Der Sportsoziologe und ehemalige Spitzenfunktionär Helmut Digel hält das derzeit laufende Auswahlverfahren bei der Suche nach einem deutschen Olympia-Kandidaten nicht für optimal.

Digel kritisiert Auswahlverfahren für Olympia-Bewerber
Paul Zinken Digel kritisiert Auswahlverfahren für Olympia-Bewerber

«Meine Version war es, dass man beide Städte zusammenbringt», erklärte der langjährige Präsident des Deutschen Leichtathletik-Verbandes (DLV). Zudem würde die Bewerbung «nach wie vor nicht politisch geführt».

Derzeit rangeln Berlin und Hamburg um den Zuschlag, als deutsche Bewerber-Stadt für die Olympischen Spiele 2024 ins Rennen gehen zu können. In beiden Städten läuft gerade eine Meinungsumfrage, inwieweit die Bevölkerung hinter einer Olympia-Bewerbung steht. «Ohne Aktivierung der Zivilgesellschaft wird die Geschichte nicht gelingen», betonte Berlins Sportchef Klaus Böger auf einer Podiumsdiskussion des Verbandes der Sportjournalisten.

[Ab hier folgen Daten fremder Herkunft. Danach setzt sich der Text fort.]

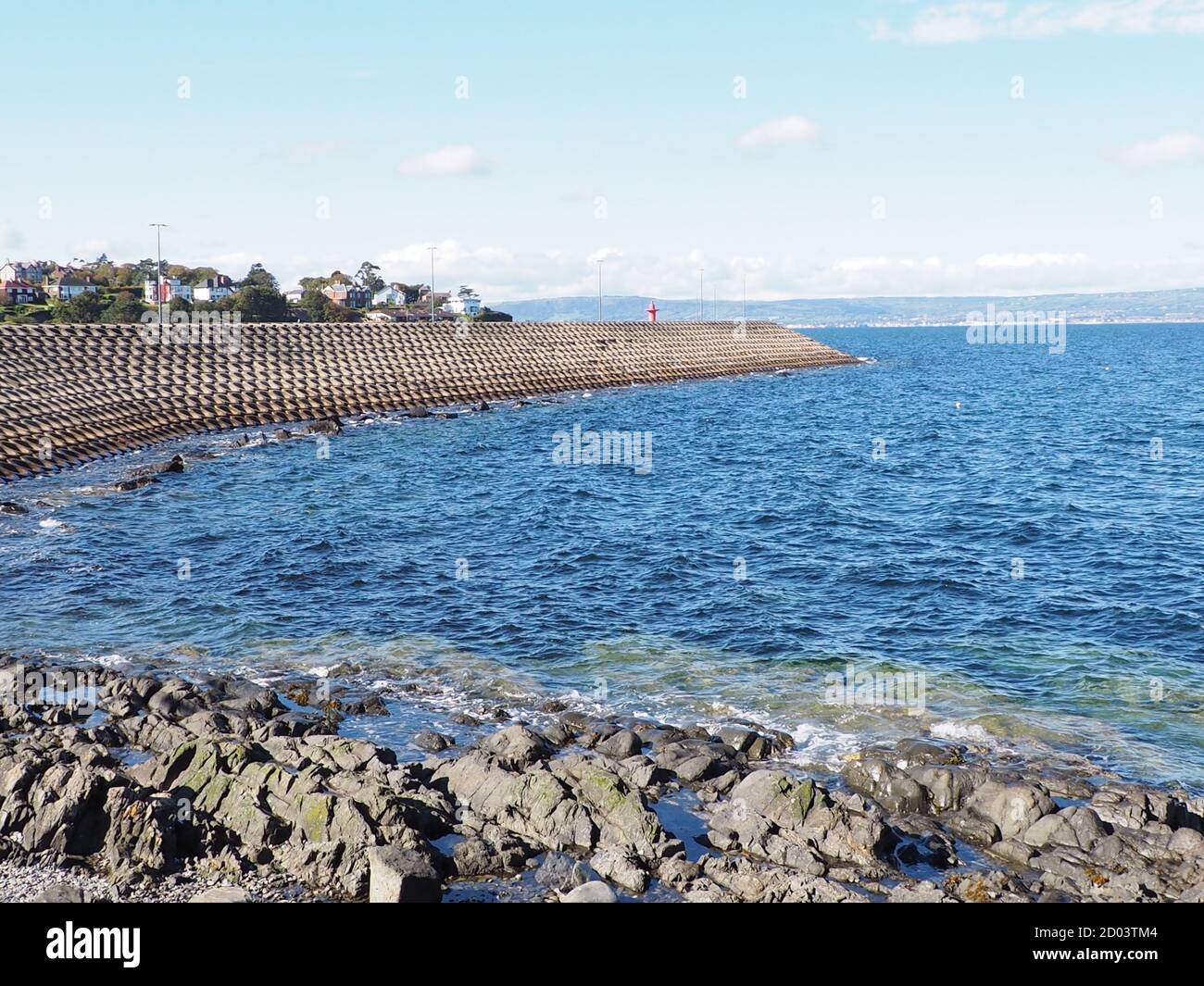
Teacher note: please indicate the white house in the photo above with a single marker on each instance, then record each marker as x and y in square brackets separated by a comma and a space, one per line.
[65, 285]
[169, 289]
[213, 288]
[389, 296]
[464, 306]
[31, 271]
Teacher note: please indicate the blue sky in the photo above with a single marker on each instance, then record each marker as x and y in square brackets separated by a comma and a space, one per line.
[871, 148]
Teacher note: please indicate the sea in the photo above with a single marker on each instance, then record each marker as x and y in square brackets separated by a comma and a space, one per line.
[992, 544]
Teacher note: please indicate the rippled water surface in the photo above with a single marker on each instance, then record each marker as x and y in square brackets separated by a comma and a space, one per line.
[767, 549]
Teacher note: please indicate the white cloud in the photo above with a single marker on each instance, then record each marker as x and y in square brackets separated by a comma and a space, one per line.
[1020, 260]
[1168, 149]
[793, 129]
[980, 19]
[453, 159]
[500, 273]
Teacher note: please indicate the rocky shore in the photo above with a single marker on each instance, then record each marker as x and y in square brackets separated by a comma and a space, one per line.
[218, 789]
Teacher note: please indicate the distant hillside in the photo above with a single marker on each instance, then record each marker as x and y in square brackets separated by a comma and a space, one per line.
[1183, 305]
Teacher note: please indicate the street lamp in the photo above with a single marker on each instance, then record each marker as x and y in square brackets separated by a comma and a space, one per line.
[157, 269]
[433, 281]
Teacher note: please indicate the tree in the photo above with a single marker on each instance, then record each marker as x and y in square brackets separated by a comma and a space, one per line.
[124, 308]
[260, 279]
[369, 276]
[83, 307]
[257, 303]
[317, 306]
[488, 315]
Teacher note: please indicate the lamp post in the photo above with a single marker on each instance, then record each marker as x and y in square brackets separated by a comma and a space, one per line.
[433, 281]
[157, 269]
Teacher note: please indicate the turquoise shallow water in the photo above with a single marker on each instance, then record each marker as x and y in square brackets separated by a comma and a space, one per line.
[767, 549]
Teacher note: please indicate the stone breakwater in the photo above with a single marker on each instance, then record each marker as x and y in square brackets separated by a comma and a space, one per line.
[73, 393]
[169, 780]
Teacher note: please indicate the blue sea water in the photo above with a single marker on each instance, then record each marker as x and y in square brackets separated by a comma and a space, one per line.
[1023, 529]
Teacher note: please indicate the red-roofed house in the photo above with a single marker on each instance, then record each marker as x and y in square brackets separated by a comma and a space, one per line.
[19, 292]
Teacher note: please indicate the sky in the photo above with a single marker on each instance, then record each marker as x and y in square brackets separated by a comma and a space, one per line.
[803, 149]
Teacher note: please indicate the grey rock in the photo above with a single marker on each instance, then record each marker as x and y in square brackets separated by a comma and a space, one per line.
[516, 746]
[433, 742]
[1011, 806]
[561, 872]
[402, 877]
[220, 896]
[61, 893]
[621, 867]
[594, 892]
[621, 744]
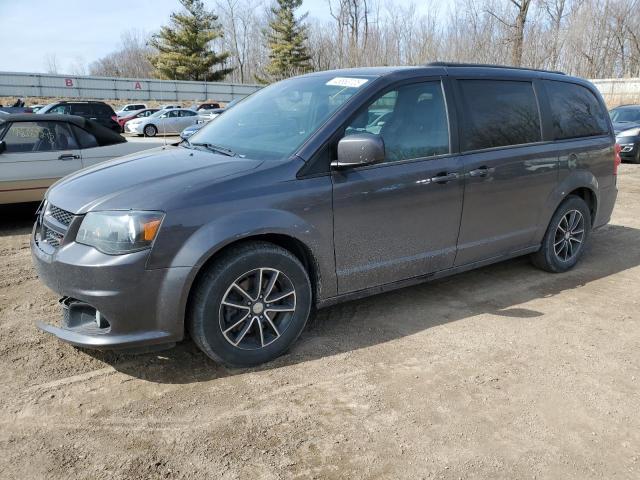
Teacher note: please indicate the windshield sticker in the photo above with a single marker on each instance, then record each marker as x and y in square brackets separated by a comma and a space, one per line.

«Die Umfrage wird objektiv sein, ist aber nicht notwendig», meinte Digel. Für den Deutschen Olympischen Sportbund (DOSB) ist das Meinungsbild der Einwohner von Berlin und Hamburg ein wesentliches Kriterium bei der Entscheidung, die am 21. März in Frankfurt/Main ansteht. Bis zur Präsidiumssitzung am 9./10. März sollen dem DOSB die Umfrage-Zahlen vorliegen.

Die Entscheidung des Präsidiums wird der Mitgliederversammlung zur Abstimmung vorgelegt. «Wenn ich nein sage, diskreditiere ich das ganze Verfahren», bemerkte Digel, der sich eine direkte Entscheidung der Mitglieder zwischen Berlin und Hamburg gewünscht hätte.

Derweil sieht der DOSB Berlin für eine Bewerbung um die Olympischen Spiele 2024 gerüstet. «Wir sind fest davon überzeugt, dass das, was im Bewerbungskonzept dargestellt war, in der Praxis so auch umsetzbar ist», sagte DOSB-Präsident Alfons Hörmann in Berlin. Er nahm mit dem DOSB-Vorstandsvorsitzenden Michael Vesper an einer Sitzung des Senats teil, der aus Anlass der Bewerbung im Olympiastadion tagte.

Das Konzept Berlins sei eine entscheidende und wichtige Voraussetzung. Der «alles entscheidende Punkt wird nun sein, ob der Funke auch auf die Berliner übergesprungen ist», erklärte Hörmann mit Blick auf die laufende Telefonumfrage in Berlin und Hamburg. Damit will der DOSB die Stimmung in der Bevölkerung beider Städte ergründen. Die Entscheidung soll am 21. März fallen.